Health

Hong Kong team reports first documented coronavirus reinfection in patient

A Hong Kong man who recovered from the COVID-19 illness caused by the coronavirus was infected again four-and-a-half months later in the first documented instance of human reinfection, researchers at the University of Hong Kong said on Monday.

Man tests positive for COVID-19 again, 4 months after first infection, scientists say

People wearing face masks stand at a bus station amid the COVID-19 outbreak on Saturday in Hong Kong. A man in Hong Kong contracted a different coronavirus strain from the one he had originally, medical researchers say. (Zhang Wei/China News Service/Getty)

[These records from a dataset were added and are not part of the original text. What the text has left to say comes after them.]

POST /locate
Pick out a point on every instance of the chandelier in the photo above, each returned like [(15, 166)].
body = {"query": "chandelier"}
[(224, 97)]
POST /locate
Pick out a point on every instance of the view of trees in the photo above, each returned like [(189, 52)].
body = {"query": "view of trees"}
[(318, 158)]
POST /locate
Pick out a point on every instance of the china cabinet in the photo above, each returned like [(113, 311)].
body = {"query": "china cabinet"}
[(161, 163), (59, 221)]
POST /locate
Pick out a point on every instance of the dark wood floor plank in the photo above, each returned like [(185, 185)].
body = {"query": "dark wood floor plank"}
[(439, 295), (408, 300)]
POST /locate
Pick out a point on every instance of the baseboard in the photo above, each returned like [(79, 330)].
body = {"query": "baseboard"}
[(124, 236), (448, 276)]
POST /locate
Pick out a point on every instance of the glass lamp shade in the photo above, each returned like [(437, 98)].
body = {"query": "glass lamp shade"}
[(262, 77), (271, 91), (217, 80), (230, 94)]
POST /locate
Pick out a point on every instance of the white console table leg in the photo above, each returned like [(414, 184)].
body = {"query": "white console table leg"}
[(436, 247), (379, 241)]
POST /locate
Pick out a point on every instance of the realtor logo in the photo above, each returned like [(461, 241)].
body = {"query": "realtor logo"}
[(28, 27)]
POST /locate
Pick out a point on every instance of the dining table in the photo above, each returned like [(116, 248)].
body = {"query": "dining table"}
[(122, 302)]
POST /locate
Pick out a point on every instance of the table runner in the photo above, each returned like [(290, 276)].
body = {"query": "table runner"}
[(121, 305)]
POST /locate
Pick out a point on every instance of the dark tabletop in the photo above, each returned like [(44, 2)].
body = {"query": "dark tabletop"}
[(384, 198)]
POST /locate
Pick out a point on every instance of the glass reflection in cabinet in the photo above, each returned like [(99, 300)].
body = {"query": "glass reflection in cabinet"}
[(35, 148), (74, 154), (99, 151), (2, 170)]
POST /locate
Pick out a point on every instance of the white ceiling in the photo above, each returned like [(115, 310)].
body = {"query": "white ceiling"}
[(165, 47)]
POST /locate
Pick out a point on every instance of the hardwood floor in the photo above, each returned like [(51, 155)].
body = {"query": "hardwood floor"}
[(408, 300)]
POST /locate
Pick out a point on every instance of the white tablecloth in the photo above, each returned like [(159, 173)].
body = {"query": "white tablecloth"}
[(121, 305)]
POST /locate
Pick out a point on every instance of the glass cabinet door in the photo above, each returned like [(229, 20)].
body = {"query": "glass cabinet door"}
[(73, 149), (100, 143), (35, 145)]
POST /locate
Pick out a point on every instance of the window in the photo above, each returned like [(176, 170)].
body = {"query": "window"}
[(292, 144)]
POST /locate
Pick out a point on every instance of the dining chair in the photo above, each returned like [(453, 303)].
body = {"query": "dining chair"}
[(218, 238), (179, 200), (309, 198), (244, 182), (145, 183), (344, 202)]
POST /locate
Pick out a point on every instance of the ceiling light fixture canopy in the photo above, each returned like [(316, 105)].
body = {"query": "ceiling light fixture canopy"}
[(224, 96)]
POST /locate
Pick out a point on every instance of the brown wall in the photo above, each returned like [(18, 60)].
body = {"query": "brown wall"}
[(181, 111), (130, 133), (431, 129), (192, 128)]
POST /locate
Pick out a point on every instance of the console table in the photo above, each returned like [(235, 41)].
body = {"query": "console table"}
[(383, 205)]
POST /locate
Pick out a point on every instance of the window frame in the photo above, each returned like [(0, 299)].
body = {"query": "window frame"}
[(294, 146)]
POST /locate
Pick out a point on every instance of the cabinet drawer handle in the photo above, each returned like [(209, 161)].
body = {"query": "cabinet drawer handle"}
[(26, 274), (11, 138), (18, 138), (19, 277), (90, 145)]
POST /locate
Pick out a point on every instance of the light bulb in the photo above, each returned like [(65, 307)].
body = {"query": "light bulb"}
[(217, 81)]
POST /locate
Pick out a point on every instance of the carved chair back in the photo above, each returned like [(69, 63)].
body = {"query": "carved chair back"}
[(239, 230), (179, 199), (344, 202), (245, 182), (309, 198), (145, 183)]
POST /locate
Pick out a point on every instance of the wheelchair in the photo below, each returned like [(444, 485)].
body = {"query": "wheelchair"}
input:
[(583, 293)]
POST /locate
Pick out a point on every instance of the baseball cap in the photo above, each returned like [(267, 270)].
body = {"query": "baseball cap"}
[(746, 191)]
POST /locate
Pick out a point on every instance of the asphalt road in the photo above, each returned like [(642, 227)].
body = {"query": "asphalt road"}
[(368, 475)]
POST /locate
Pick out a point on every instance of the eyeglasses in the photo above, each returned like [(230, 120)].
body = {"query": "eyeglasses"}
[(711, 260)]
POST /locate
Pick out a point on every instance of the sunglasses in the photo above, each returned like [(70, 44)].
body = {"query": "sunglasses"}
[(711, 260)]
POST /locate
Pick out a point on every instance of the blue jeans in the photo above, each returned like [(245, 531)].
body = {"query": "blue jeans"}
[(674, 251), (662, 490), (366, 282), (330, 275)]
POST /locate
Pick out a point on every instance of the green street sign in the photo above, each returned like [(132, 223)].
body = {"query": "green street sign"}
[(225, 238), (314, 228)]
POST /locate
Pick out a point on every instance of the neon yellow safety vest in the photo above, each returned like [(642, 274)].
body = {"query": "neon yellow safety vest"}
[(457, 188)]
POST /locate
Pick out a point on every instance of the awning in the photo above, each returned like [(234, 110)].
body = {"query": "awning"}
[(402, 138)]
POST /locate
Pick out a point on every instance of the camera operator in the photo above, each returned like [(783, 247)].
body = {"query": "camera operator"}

A Hong Kong man who recovered from the COVID-19 illness caused by the coronavirus was infected again four-and-a-half months later in the first documented instance of human reinfection, researchers at the University of Hong Kong said on Monday.

The findings indicate the disease, which has killed more than 800,000 people worldwide, may continue to spread amongst the global population despite herd immunity, they said.

The 33-year-old man was cleared of COVID-19 and discharged from a hospital in April but tested positive again after returning from Spain via Britain on Aug. 15.

The patient had appeared to be previously healthy, researchers said in the paper, which was accepted by the international medical journal Clinical Infectious Diseases.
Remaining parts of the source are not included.